Tuesday, March 13, 2012

This Charming Man

In the Fall of 2009, we were planning a trip to Disney World for the week surrounding New Year's.  The ad campaign for WDW at the time included a commercial that featured a little girl riding the carousel, wearing full Snow White regalia.  This commercial really started to irk Max:
"Mom, how come they only ever show GIRLS wearing costumes to the Magic Kingdom?  How come boys are never walking around wearing costumes?  It's not right."

I explained to him about the Bibbidi Bobbidi Boutique, and how many of the girls that he has seen at Disney dressed as princesses had taken part in a princess makeover there, although certainly some girls brought their outfits from home.....
"But Mom, what about boys?  How come there's not a prince makeover?  That doesn't seem fair."
(Disney has since opened the Pirates League, where your entire family can get a pirate makeover, er, under, but I have to agree with Max here - where are the princes??  Not every boy is into pirates.....)

It wasn't long before I got the request for a Prince Charming costume:

In case you are wondering....it is possible to purchase this costume, in adult or toddler sizes.

This was a pretty easy costume to put together.  The biggest challenge was finding the appropriate gold trim, which I was able to purchase without too much difficulty at Joann.com.  I ordered about 2 yards of gold rope, 3 yards of gold braid and a yard of gold upholstery fringe.  I had a small amount of heavy gold satin leftover from a dress I made my sister in 2004 (my pack-rat tendencies are a plus when it comes to assembling costumes, I'm just sayin').

For the pants, I wanted something super comfy and easy to pack, so I splurged and ordered a pair of red sweat pants from Land's End.  I ordinarily do NOT buy new items for costumes, especially if I know I am going to alter the item in such a way that it can't be worn as regular clothing, but I really wanted this costume to be special so I didn't mind this time.  They were drawstring pants, so I ordered a size up so that I could cut the elasticized bottoms off of the pants, and hem them to the appropriate length.   I hot glued strips of gold braid down the outside of each leg,  using two strips per leg, because I was unable to find a braid that was the width I wanted.

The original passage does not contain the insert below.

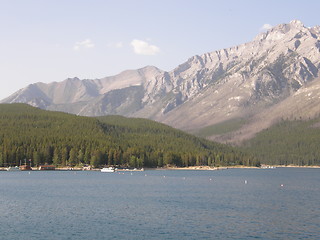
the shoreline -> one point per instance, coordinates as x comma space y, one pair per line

I took an old white dress shirt and fit it to Max, leaving it tunic length and cutting off the cuffs and collar.  I made wide cuffs and a belt out of the gold satin, and sewed them to the tunic.  One more scrap of satin was used to cover the now-banded collar, and I added a small piece of Velcro since the collar button was now covered.

I cut open the lengths that I had taken off the pant legs, and cut off the elastic.  This gave me enough fabric to make the tops of the epaulets, to which I sewed the gold upholstery fringe.  Underneath the epaulet on the right shoulder, I attached a long loop of gold braid that ran under the arm, to about the length of the belt.  I ran another piece of gold braid from under the right epaulet to under the left epaulet, and attached both ends with a couple of hand-stitches.  I did wrap the ends of the braid in tape to prevent them from fraying, which made it much easier to handle in terms of getting the ends tacked down.

The last piece was the red sash.  I did not have enough fabric left from the pant legs to make the sash, but I did have some red flannel left over from the boys' band costumes I made for The Music Man the previous summer, which matched closely enough.  I made a long, parallelogram shaped panel, which I attached, once again, under the epaulet on the right shoulder (those epaulets really came in handy for hiding stuff!)  I put Velcro along the bottom edge, and glued the other side of the Velcro to the tunic, just above the belt on the left side.  It was necessary to make the sash at least partially removable so that he could get in and out of the costume easily.

We put the whole thing together with some white gloves and black dress shoes, and Max could not have been more thrilled.  Neither could I; this was one costume that came out exactly as I planned, and looked even better than I hoped.

1 comment:

  1. I had thought you bought this one. Silly me, should have known better, no mass produced costume could be so perfect for that little guy! That is one of my favorite Max pics, by the way.